Israelis can catch a glimpse into this kind of life through the regular news articles about easements for Palestinians. The current head of COGAT, Major General Yoav Mordechai (who is turning out to be an improvement from his predecessor Maj.-Gen. Eitan Dangot), announced a series of measures for Ramadan meant to make Palestinians’ lives easier. For example, as reported by Ynet: “The list [of measures] includes permitting men over the age of 40 and women of all ages to enter the Aqsa Mosque, increasing the number of people permitted to leave Gaza for Friday prayers at Al-Aqsa to several hundred, compared to 200 today. That relief will apply only to people over the age of 60.”
These relief measures are indeed important and long overdue, but they also aptly describe some of the regulations that govern the lives of Palestinians: before these measures were announced, for example, men over 40 and women of all ages were not allowed entrance to the mosque; and to be able to leave Gaza to pray there, you not only had to go through security screenings, but also to be over 60. Go ahead and make sense of that.

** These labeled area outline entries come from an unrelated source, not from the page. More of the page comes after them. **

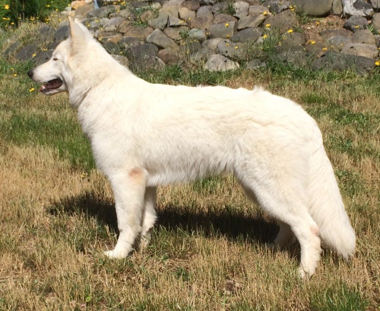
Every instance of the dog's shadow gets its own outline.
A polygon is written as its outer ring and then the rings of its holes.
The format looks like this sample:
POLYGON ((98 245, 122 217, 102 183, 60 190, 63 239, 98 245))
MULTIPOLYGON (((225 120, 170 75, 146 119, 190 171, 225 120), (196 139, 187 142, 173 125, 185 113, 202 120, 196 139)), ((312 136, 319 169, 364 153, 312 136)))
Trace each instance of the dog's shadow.
MULTIPOLYGON (((92 192, 52 202, 48 210, 53 215, 83 212, 119 233, 114 202, 109 199, 97 197, 92 192)), ((206 238, 219 235, 229 240, 243 238, 251 243, 260 243, 272 242, 278 231, 275 222, 265 220, 266 217, 259 213, 251 215, 228 206, 204 211, 194 206, 169 204, 159 206, 157 213, 156 230, 181 229, 190 235, 195 233, 206 238)))

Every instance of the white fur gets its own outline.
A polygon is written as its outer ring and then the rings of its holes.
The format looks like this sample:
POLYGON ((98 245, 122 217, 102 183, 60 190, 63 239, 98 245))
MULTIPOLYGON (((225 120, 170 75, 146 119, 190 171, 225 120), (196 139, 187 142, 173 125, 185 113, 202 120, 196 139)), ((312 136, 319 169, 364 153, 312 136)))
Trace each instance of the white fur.
POLYGON ((157 186, 227 172, 279 221, 278 244, 298 239, 302 275, 315 271, 319 237, 353 253, 355 233, 320 132, 300 106, 259 88, 149 83, 69 21, 70 37, 31 76, 63 81, 50 93, 68 92, 111 182, 120 234, 108 255, 125 257, 138 237, 147 241, 157 186))

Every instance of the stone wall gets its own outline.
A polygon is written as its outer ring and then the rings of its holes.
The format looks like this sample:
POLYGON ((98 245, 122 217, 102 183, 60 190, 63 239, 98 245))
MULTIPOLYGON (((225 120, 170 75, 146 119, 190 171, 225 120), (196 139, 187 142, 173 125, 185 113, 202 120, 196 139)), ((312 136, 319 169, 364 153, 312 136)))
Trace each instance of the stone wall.
POLYGON ((274 60, 364 73, 379 64, 380 0, 119 0, 96 9, 84 2, 61 13, 57 29, 42 25, 42 40, 15 43, 5 54, 45 61, 67 37, 70 15, 132 69, 184 62, 210 70, 258 68, 274 60))

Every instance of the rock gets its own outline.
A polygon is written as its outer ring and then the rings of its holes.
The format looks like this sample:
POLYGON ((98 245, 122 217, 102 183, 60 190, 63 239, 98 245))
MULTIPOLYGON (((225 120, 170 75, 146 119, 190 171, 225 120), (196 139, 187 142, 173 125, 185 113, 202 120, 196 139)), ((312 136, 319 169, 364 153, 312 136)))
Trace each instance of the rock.
MULTIPOLYGON (((212 6, 211 7, 211 11, 212 11, 212 12, 214 14, 215 13, 225 13, 227 11, 231 5, 231 2, 227 2, 226 1, 218 2, 212 6)), ((229 14, 228 15, 230 14, 229 14)))
POLYGON ((231 22, 211 25, 206 30, 209 38, 222 38, 229 39, 234 35, 237 27, 237 23, 231 22))
POLYGON ((374 30, 379 32, 380 31, 380 13, 377 13, 372 20, 372 27, 374 30))
POLYGON ((282 37, 281 49, 296 51, 298 47, 303 49, 302 46, 305 44, 306 41, 304 35, 299 32, 286 33, 282 37))
POLYGON ((346 46, 352 43, 352 41, 350 38, 344 36, 335 36, 329 38, 327 43, 338 50, 341 51, 346 46))
POLYGON ((87 16, 89 17, 97 17, 103 18, 108 17, 111 13, 115 12, 115 7, 113 5, 107 5, 99 8, 95 8, 87 13, 87 16))
POLYGON ((178 9, 182 6, 184 0, 169 0, 162 4, 161 8, 161 13, 167 13, 169 15, 175 17, 178 17, 178 9))
POLYGON ((124 17, 118 16, 117 17, 113 17, 107 20, 105 22, 103 27, 106 31, 116 31, 121 24, 125 20, 124 17))
POLYGON ((375 45, 375 36, 368 29, 360 29, 352 35, 351 40, 353 43, 367 43, 375 45))
POLYGON ((252 27, 257 27, 265 20, 265 17, 262 14, 249 15, 243 17, 238 22, 238 30, 252 27))
POLYGON ((28 44, 19 51, 15 58, 17 61, 30 61, 37 55, 39 48, 36 43, 28 44))
POLYGON ((191 28, 204 30, 212 25, 213 18, 211 7, 201 6, 196 11, 195 18, 190 23, 191 28))
POLYGON ((210 71, 234 70, 239 66, 237 62, 218 54, 211 55, 204 64, 204 68, 210 71))
POLYGON ((187 26, 187 23, 184 20, 177 17, 169 15, 168 20, 168 27, 181 27, 181 26, 187 26))
POLYGON ((249 15, 255 15, 256 14, 265 14, 267 16, 269 10, 267 7, 262 5, 250 5, 248 10, 249 15))
POLYGON ((193 54, 199 51, 202 46, 197 40, 188 39, 185 41, 185 44, 181 46, 181 48, 185 54, 193 54))
POLYGON ((156 13, 151 10, 145 11, 140 15, 140 19, 143 23, 149 23, 149 21, 157 17, 156 13))
POLYGON ((333 52, 326 53, 317 60, 314 63, 313 69, 338 71, 352 69, 359 73, 364 74, 374 67, 375 62, 371 59, 333 52))
POLYGON ((159 51, 158 57, 166 64, 175 63, 180 58, 178 49, 170 48, 159 51))
POLYGON ((342 0, 343 14, 370 17, 374 14, 372 6, 365 0, 342 0))
POLYGON ((349 44, 342 49, 341 53, 356 56, 363 56, 369 59, 375 58, 379 55, 379 50, 375 45, 365 43, 349 44))
POLYGON ((272 13, 278 14, 291 6, 293 7, 293 1, 289 0, 266 0, 261 5, 267 7, 272 13))
MULTIPOLYGON (((110 16, 113 15, 115 13, 112 13, 110 14, 110 16)), ((125 8, 124 10, 121 10, 118 12, 117 13, 119 16, 122 16, 122 17, 124 17, 125 18, 127 18, 129 17, 130 15, 132 14, 132 12, 130 11, 130 10, 128 8, 125 8)))
POLYGON ((331 12, 335 15, 341 15, 343 13, 343 6, 342 5, 342 0, 333 0, 331 12))
POLYGON ((189 38, 191 40, 195 40, 203 42, 206 40, 206 34, 202 29, 193 28, 190 29, 188 33, 189 38))
POLYGON ((290 63, 296 68, 308 68, 312 66, 316 56, 304 51, 288 51, 280 53, 278 61, 290 63))
POLYGON ((227 39, 218 43, 216 52, 218 54, 229 59, 241 61, 247 58, 247 50, 245 44, 240 42, 233 43, 227 39))
POLYGON ((160 29, 163 30, 168 24, 169 14, 164 13, 160 14, 158 17, 153 18, 149 21, 149 25, 153 29, 160 29))
POLYGON ((261 68, 265 68, 266 66, 266 63, 260 59, 255 59, 250 61, 246 64, 246 67, 249 69, 257 70, 261 68))
POLYGON ((213 15, 211 7, 208 5, 201 6, 196 11, 196 16, 197 17, 204 17, 212 20, 213 15))
POLYGON ((189 10, 186 7, 180 7, 178 9, 178 15, 180 18, 189 22, 191 19, 195 18, 195 12, 194 11, 189 10))
POLYGON ((54 34, 54 41, 61 42, 66 40, 68 38, 69 32, 68 25, 59 28, 54 34))
POLYGON ((209 39, 206 40, 202 44, 202 48, 205 49, 207 51, 212 53, 212 54, 216 54, 216 47, 219 42, 222 42, 225 39, 220 38, 215 39, 209 39))
POLYGON ((123 37, 119 42, 119 44, 124 47, 126 49, 135 47, 141 44, 140 39, 133 37, 123 37))
POLYGON ((320 36, 324 41, 326 41, 331 37, 342 36, 346 38, 351 38, 352 33, 346 29, 327 29, 321 32, 320 36))
POLYGON ((355 15, 347 19, 344 23, 343 27, 352 31, 356 31, 359 29, 366 28, 368 25, 368 22, 365 17, 355 15))
POLYGON ((78 7, 85 5, 86 4, 84 0, 76 0, 75 1, 73 1, 70 4, 70 6, 73 10, 76 10, 78 7))
POLYGON ((248 9, 250 7, 250 4, 246 2, 243 1, 237 1, 233 4, 235 10, 235 13, 234 16, 238 18, 245 17, 248 15, 248 9))
POLYGON ((156 46, 166 49, 167 48, 178 48, 174 41, 168 37, 160 29, 156 29, 146 38, 146 42, 153 43, 156 46))
POLYGON ((265 24, 270 25, 270 29, 283 33, 289 29, 298 26, 298 19, 294 12, 288 10, 266 19, 265 24))
POLYGON ((130 60, 139 60, 147 56, 157 56, 158 48, 151 43, 139 44, 128 49, 127 56, 130 60))
POLYGON ((332 0, 294 0, 297 11, 312 16, 324 16, 331 9, 332 0))
POLYGON ((380 0, 370 0, 370 3, 376 10, 380 8, 380 0))
POLYGON ((132 26, 128 31, 124 34, 124 36, 146 39, 153 32, 153 30, 150 27, 143 28, 140 26, 132 26))
POLYGON ((119 25, 118 31, 121 33, 125 34, 133 26, 133 24, 132 24, 130 21, 125 20, 119 25))
POLYGON ((188 35, 189 27, 166 28, 164 29, 164 33, 174 41, 179 41, 181 39, 183 39, 188 35))
POLYGON ((238 20, 228 14, 223 13, 217 13, 214 14, 214 23, 221 24, 222 23, 228 23, 229 22, 237 22, 238 20))
POLYGON ((33 58, 33 61, 35 65, 38 66, 39 64, 46 62, 49 61, 53 55, 53 50, 48 50, 48 51, 40 51, 37 56, 33 58))
POLYGON ((123 55, 112 55, 112 57, 117 61, 120 64, 123 65, 125 67, 128 67, 129 64, 128 59, 125 56, 123 55))
POLYGON ((19 50, 21 47, 21 44, 20 41, 17 41, 11 44, 4 51, 4 55, 7 57, 13 55, 16 51, 19 50))
POLYGON ((54 40, 54 29, 47 25, 43 25, 38 29, 38 32, 45 42, 51 42, 54 40))
POLYGON ((198 0, 189 0, 189 1, 185 1, 182 3, 182 5, 184 7, 191 10, 191 11, 196 11, 200 6, 199 4, 199 1, 198 0))
POLYGON ((87 13, 94 9, 93 4, 86 4, 76 9, 75 16, 85 16, 87 13))
POLYGON ((258 27, 246 28, 236 33, 231 38, 233 42, 251 42, 254 43, 261 37, 263 30, 258 27))
POLYGON ((210 54, 208 51, 202 48, 190 56, 190 62, 194 64, 200 64, 199 63, 204 64, 210 56, 213 54, 210 54))

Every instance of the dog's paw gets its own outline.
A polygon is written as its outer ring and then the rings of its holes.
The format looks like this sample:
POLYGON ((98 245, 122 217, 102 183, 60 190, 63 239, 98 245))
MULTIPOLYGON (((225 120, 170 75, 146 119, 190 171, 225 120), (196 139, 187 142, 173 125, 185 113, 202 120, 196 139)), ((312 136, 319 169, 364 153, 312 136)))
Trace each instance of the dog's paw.
POLYGON ((116 249, 112 250, 106 250, 103 253, 108 258, 114 258, 116 259, 125 258, 128 254, 127 253, 126 253, 126 252, 120 251, 116 249))

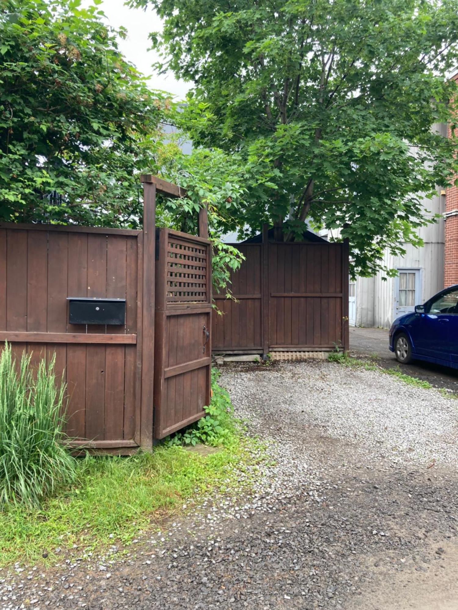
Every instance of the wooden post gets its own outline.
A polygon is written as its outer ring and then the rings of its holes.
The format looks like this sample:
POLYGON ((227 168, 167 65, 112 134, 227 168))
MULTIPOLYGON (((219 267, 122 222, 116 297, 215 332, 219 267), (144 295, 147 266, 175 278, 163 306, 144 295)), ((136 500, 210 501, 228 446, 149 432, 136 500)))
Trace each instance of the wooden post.
POLYGON ((263 249, 261 260, 261 315, 263 329, 263 360, 269 353, 269 225, 263 225, 263 249))
POLYGON ((206 203, 199 210, 198 236, 208 239, 208 205, 206 203))
POLYGON ((350 334, 348 325, 348 279, 349 246, 348 239, 343 240, 342 246, 342 344, 344 351, 350 349, 350 334))
MULTIPOLYGON (((154 366, 154 286, 156 262, 156 184, 151 176, 143 183, 143 295, 142 315, 142 399, 140 445, 153 447, 153 371, 154 366)), ((140 329, 139 329, 140 330, 140 329)))

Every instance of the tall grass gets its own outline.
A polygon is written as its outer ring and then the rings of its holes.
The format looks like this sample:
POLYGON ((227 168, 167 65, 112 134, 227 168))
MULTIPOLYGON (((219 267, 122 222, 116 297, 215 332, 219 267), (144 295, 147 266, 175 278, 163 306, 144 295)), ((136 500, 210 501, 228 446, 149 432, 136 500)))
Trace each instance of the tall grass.
POLYGON ((54 360, 34 371, 23 353, 16 370, 10 345, 0 356, 0 508, 37 506, 75 477, 63 431, 66 389, 56 384, 54 360))

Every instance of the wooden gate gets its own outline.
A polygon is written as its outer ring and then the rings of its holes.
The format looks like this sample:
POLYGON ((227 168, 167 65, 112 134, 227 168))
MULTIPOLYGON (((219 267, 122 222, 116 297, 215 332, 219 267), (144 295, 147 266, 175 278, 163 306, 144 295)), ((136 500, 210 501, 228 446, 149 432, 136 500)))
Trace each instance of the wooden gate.
POLYGON ((210 401, 211 257, 208 239, 158 230, 154 437, 195 422, 210 401))
POLYGON ((162 438, 204 415, 210 400, 207 210, 200 237, 164 229, 156 239, 156 194, 186 192, 140 179, 142 231, 0 223, 0 342, 34 364, 56 354, 77 450, 150 449, 153 428, 162 438), (106 313, 102 302, 114 300, 125 318, 106 313), (73 317, 76 301, 99 312, 96 321, 73 317))
MULTIPOLYGON (((319 239, 319 238, 317 238, 319 239)), ((236 300, 215 295, 219 353, 348 350, 348 243, 233 244, 245 256, 231 273, 236 300)))
POLYGON ((214 296, 218 311, 213 314, 213 346, 226 353, 259 354, 263 351, 261 257, 260 243, 238 244, 245 256, 240 270, 231 274, 234 299, 214 296))

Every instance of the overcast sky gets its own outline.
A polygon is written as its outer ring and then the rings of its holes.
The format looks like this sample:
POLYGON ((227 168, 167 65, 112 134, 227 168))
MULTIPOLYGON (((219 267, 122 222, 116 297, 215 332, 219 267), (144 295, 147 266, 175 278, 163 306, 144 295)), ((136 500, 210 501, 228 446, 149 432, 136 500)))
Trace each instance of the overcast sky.
MULTIPOLYGON (((119 40, 121 52, 129 61, 145 74, 151 74, 151 87, 161 89, 176 96, 177 100, 183 99, 191 84, 176 81, 172 74, 158 76, 154 74, 151 65, 159 59, 153 51, 147 51, 151 46, 148 38, 150 32, 162 29, 161 20, 151 9, 146 12, 139 9, 128 9, 125 0, 104 0, 99 6, 107 16, 108 23, 115 28, 123 26, 127 29, 125 40, 119 40)), ((89 4, 87 1, 85 4, 89 4)))

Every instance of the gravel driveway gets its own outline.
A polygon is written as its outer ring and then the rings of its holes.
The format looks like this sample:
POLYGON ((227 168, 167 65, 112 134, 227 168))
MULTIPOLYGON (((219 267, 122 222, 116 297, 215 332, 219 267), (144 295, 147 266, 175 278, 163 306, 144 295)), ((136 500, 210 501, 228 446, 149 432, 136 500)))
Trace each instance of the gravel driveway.
POLYGON ((275 460, 253 496, 207 498, 130 556, 0 572, 1 608, 458 607, 458 402, 327 362, 222 380, 275 460))

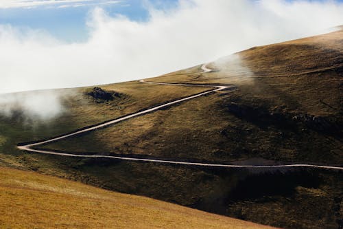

Another example: before operation Protective Edge, Gisha, for which I work, released a short video by Itamar Rose, that explored how Israelis respond to one of the criteria for permits to exit from Gaza. According to the criteria, it is possible to apply for a permit for a family visit in the case of grave illness, but only if one is a first-degree relative of the sick person. So, for example, if your mother is dying in the West Bank you can go see her, but not if it’s your grandmother. In the video an actress pretended to be a Palestinian girl whose grandmother is sick and asked Israelis to let her pass. We received tons of responses trying to explain the “complicated security situation,” of course. Except that after Protective Edge Israel modified the criteria slightly: now granddaughters are allowed to visit their grandparents.
This is what the occupation is about. Not some theoretical debate about who owns the land. We keep millions of people under a system of rules so intricate and outlandish that often the military itself fails to make sense of it. (Why, for example, are Palestinians forbidden from entering Eilat?) People can’t even dream of seeing their family members, let alone something so far-fetched as one day seeing the Sistine Chapel. They can’t protest. They can be arrested without trial, as can their relatives. They don’t know many of the rules, they just know the arbitrariness, the “no use in trying.”
I understand why Israelis are worried about relaxing their hold on the Palestinians, but they have to at least recognize that the stranglehold exists. They should, at the very least, think and discuss more about what can be eased and how. And the tendency of people like Bennett to deflect the debate toward questions about whether there is such a thing as a Palestinian people, demonstrates what a heartless person looks like, but it is also dangerous and will blow up in our faces. Distractions, too, have a short shelf lives.
Itamar Sha’altiel is the new media director at Gisha – Legal Center for Freedom of Movement. This article represents his own views.